Sunday, June 15, 2014

Rent-Seekers Fear Cantor's Loss: The Cantor Effect for Businesses and the G.O.P.

The New York Times reports:
The day after Representative Eric Cantor became the first congressional leader in modern times to lose his seat in a primary, one of the biggest aftershocks occurred not on Capitol Hill or in the sprawling Richmond suburbs he has represented for more than a decade but on the New York Stock Exchange.

The share price of Boeing tumbled, wiping out all the gains it had made this year, a drop analysts attributed to the startling defeat.

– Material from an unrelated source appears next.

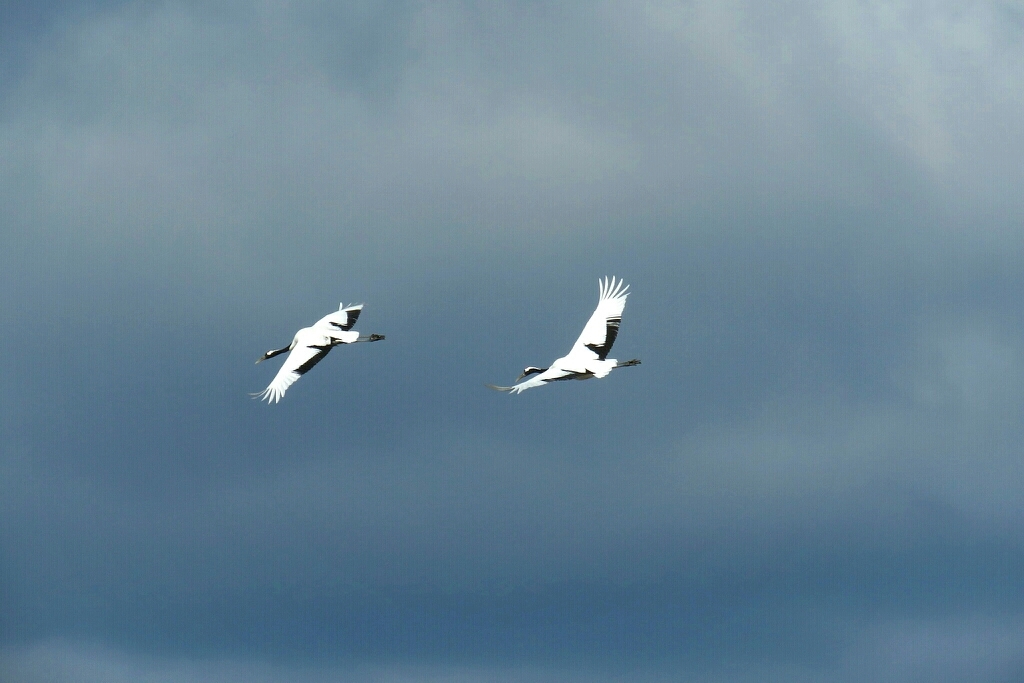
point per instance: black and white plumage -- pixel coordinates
(589, 356)
(310, 345)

While he was often an adversary to both the Tea Party and Democrats in Congress, Mr. Cantor, a Republican and the House majority leader, was also a powerful ally of business big and small, from giants like Boeing to the many independently owned manufacturers and wholesalers that rely on the federal government for financial support.

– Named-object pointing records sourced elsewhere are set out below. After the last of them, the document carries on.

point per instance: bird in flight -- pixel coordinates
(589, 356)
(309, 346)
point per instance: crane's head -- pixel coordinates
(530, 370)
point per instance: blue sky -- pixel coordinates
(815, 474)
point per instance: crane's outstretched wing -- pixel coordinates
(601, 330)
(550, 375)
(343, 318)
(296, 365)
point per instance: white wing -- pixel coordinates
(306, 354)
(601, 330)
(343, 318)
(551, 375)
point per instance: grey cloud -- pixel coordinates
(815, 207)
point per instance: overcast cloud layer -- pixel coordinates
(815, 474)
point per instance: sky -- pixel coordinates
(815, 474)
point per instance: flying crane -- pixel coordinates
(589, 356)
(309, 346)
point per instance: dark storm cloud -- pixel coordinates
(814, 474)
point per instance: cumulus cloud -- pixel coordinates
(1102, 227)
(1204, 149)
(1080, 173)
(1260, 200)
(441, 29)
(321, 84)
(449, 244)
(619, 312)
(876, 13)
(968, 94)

His loss at the hands of David Brat, a Tea Party-inspired economics professor who campaigned on throwing corrupt Wall Street bankers in jail, railed against crony capitalism and insisted that immigration reform would only reward lawbreakers, spurred business leaders to mobilize to preserve their clout in Congress.
Some people are beginning to question food stamps for big business. No word yet on this story from General Electric's PR guy Erza Klein at General Electric's outlet. Attention Boeing executives: if your business model relies on rent-seeking , stealing money from taxpayers has diminishing returns at some point.